Le CHU UCL Namur est furieux: les factures des patients français ne lui sont plus payées

Un accord conclu en 2008 est remis en cause par les hôpitaux belges car les factures des patients français ne leur sont plus payées (illustration).
Un accord conclu en 2008 est remis en cause par les hôpitaux belges car les factures des patients français ne leur sont plus payées (illustration). - © Belga

Cela coince en effet entre les hôpitaux de Dinant, Mont-Godinne, Saint-Elizabeth (regroupés depuis peu) et les patients français. Un accord conclu en 2008 est remis en cause par les hôpitaux belges.
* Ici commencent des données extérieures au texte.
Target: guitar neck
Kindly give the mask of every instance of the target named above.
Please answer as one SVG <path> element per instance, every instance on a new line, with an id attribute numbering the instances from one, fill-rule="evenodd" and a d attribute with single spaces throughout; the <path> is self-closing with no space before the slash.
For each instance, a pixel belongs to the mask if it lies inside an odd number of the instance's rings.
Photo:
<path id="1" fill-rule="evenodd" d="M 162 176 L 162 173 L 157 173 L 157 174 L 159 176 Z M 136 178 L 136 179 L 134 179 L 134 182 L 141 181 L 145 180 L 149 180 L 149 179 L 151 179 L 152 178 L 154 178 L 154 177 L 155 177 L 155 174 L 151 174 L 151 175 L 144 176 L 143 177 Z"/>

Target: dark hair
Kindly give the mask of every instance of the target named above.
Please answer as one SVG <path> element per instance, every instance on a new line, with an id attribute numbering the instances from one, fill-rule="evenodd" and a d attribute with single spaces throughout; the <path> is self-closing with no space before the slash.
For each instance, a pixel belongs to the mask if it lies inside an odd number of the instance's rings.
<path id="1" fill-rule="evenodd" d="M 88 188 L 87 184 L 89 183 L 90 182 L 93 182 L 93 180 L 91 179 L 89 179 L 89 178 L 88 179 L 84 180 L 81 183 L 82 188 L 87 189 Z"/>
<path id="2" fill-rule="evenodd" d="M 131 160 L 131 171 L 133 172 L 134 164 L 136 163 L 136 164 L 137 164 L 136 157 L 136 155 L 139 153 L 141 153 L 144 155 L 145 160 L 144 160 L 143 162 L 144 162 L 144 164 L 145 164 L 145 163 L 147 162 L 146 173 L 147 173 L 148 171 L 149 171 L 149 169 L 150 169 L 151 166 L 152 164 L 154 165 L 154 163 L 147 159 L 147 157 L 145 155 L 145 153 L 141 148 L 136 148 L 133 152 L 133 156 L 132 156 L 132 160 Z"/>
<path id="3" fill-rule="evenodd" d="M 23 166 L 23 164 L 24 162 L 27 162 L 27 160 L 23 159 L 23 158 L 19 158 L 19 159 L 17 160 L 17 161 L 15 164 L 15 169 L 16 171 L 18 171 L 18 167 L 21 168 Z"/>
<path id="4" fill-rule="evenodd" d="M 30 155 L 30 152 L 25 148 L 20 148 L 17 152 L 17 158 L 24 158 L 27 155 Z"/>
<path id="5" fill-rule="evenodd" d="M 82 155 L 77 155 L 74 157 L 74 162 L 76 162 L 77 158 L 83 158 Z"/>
Les factures des patients français ne leur sont plus payées.

En fait, grâce à l'accord conclu, les factures étaient adressées directement aux mutuelles françaises par les hôpitaux belges. Mais depuis quelques années, les factures ne sont plus payées.

L'ardoise se chiffre, pour les trois dernières années, à 700.000 euros. Cela ne pouvait donc plus durer et le service financier des hôpitaux de Dinant et de Mont-Godinne a décidé depuis ce mois de janvier de réclamer directement aux patients français le montant des honoraires.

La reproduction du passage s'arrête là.